Depuis que nous avons commencé à mesurer notre demande énergétique, nous avons aussi commencé à développer des concepts sur la façon dont nous pourrions améliorer l’efficacité énergétique. Personnaliser nos propres machines au-delà du simple logiciel semble évident, mais c’est plus facile à dire qu’à faire.
D’abord, nous avons dû regarder sur quel matériel nous voulions nous baser. La plupart des fournisseurs cloud partent d’une machine destinée à des charges de travail plutôt lourdes et optimisent pour les pics de charge. Notre configuration était différente et nous voulions faire bouger les choses sur le bas de la courbe, pas sur le haut. Cela signifiait que les serveurs traditionnels n’étaient pas vraiment dans le périmètre de cette tâche. En regardant le marché, quelque chose entre une machine ARM ou RISC-V de petit format semblait être un choix évident. malheureusement, intégrer ces machines dans une configuration plus proche d’un serveur demande pas mal de préparation.

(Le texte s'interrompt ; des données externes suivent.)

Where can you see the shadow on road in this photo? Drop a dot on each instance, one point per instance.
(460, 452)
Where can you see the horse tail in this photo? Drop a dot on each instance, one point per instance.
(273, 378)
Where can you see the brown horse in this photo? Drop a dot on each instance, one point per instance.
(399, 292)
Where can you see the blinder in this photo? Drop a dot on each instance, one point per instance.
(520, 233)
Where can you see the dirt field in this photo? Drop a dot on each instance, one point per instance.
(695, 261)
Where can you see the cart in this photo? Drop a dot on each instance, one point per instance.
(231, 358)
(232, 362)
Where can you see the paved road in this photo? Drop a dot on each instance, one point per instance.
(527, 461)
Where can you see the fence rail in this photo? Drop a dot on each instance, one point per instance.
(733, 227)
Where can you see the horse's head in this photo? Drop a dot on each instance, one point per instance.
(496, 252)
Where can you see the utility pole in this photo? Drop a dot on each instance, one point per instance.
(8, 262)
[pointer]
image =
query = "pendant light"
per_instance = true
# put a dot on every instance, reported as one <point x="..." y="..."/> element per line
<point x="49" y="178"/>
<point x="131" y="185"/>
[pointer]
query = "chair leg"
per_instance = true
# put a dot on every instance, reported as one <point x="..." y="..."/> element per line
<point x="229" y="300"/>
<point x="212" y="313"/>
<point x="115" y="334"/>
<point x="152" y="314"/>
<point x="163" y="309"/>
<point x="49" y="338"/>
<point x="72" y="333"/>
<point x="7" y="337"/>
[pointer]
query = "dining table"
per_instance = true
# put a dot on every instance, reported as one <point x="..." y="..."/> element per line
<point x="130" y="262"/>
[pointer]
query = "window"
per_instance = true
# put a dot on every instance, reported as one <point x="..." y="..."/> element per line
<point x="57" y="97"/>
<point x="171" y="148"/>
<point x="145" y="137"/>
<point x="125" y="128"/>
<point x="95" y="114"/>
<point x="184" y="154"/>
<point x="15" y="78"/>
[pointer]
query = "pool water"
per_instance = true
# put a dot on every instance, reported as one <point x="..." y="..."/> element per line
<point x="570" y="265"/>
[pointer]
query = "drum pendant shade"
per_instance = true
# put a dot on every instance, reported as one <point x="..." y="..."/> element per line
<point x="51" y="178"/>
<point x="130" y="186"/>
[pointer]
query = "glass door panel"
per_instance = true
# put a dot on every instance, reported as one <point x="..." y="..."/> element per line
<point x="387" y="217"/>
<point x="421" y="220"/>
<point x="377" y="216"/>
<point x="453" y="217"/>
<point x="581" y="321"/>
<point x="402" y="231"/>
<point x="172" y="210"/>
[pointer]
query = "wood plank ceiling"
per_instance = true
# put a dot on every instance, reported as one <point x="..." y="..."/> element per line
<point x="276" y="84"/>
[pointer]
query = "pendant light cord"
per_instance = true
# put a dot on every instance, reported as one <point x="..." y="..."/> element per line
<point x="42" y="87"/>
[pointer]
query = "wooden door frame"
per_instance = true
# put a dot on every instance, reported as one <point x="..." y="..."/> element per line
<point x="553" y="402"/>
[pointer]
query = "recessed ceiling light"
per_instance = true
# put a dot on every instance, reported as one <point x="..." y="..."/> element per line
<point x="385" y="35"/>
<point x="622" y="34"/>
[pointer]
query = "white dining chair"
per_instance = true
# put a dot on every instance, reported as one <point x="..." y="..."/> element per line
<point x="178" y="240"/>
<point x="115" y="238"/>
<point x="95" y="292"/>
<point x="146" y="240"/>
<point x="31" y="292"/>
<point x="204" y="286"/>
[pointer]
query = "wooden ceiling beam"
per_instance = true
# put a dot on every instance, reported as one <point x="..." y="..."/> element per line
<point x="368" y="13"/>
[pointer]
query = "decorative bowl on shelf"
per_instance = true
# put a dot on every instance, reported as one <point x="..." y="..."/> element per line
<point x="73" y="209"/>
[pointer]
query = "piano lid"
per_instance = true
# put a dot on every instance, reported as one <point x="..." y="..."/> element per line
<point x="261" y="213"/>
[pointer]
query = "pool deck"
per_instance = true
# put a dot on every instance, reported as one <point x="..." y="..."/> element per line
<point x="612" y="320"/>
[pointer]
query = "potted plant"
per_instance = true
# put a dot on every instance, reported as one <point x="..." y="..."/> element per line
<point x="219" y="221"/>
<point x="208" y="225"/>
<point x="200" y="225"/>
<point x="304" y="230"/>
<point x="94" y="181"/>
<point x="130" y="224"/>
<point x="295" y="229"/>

De plus, nous avons constaté l’absence de deux caractéristiques dans toutes ces configurations.
Un type de machine qui correspond presque parfaitement à ces caractéristiques est le notebook. Ces machines ont généralement un petit facteur de forme déjà optimisé pour la consommation d’énergie. De plus, ces machines sont fournies avec leur propre batterie. Le problème ici est que les notebooks embarquent beaucoup de matériels (clavier, écran, pavé tactile) dont nous n’avons aucun usage. Nous avons donc commencé à chercher des vendeurs de notebooks bare-bone où nous pourrions commencer les évaluations.
Cela nous a conduits à frame.work. Framework est un fournisseur de notebooks qui vend des machines hautement personnalisables et réparables. De plus, nous avions déjà un appareil Framework sous la main que nous pouvions rééquiper pour nos expériences.
Après avoir testé notre configuration avec le notebook Framework existant, nous avons commandé 2 autres « machines ». En pratique, nous avons commandé la carte mère (i5 13th gen) avec un peu de mémoire et un SSD, ainsi que la batterie.
L’assemblage consistait simplement à visser les composants sur une plaque de base et à la connecter à l’alimentation. Pour le réseau, nous utilisons le WiFi. Voici une photo de la façon dont nous avons assemblé la machine dans notre atelier.

Après avoir installé le matériel, nous avons commencé à étudier le logiciel. Notre configuration de base nécessite un peu de Linux, mais au-delà de cela, nous n’avons verrouillé aucun fournisseur ni version. Nous avons donc commencé avec Fedora, puisque c’était aussi le système que nous utilisions sur notre notebook d’exemple. Malheureusement, nous avons vite découvert qu’effectuer une installation non supervisée sur une machine sans écran ni clavier, et sans réseau (puisque nous ne pouvions pas configurer le wifi) était plutôt délicat. Pour ne pas passer trop de temps sur ce casse-tête, nous avons opté pour installer Fedora sur notre notebook d’exemple et simplement cloner le SSD sur les deux nouvelles machines. De cette façon, nous pouvions construire un OS de base avec clavier et écran connectés et aussi préconfigurer le réseau et SSH selon les besoins. Une fois que nous avons eu les SSD clonés, nous les avons simplement vissés dans nos hôtes et connecté l’adaptateur secteur.


Après le premier démarrage, nous avons commencé à nous pencher sur le problème de la surveillance de la consommation. Au début, nous avons pensé pouvoir augmenter la capacité de la batterie en branchant une autre batterie commercialement disponible sur le port USB-C. Malheureusement, cela n’a pas fonctionné. C’était très peu fiable parce que la batterie externe n’apportait pas assez de puissance pour que le notebook puisse réellement se charger pendant son fonctionnement. Nous avons donc dû abandonner cette partie du projet. Il ne nous restait donc que la batterie de 55 Wh fournie avec le Framework.
Comme nous l’avons mentionné plus tôt, nous voulions que ces machines ne fonctionnent/consomment de l’énergie que lorsque nous produisions effectivement de l’électricité avec nos panneaux solaires. Nous avions donc besoin d’une prise d’alimentation externe qui puisse à la fois mesurer et couper/activer l’alimentation. Nous avons opté pour des CloudFree Power Plugs, mais nous en parlerons plus tard. L’important ici est que ces appareils disposent d’un point d’API local pour la mesure de la consommation et pour l’interruption/activation de l’alimentation.
Nous avons maintenant la configuration matérielle. Le logiciel est également en place. Essayons d’exécuter ces appareils et de commencer à optimiser des éléments comme les cycles de charge, les niveaux de consommation, etc. Pour l’instant, nous utiliserons ces machines comme nœuds travailleurs asynchrones pour fournir plus de calcul à notre pile.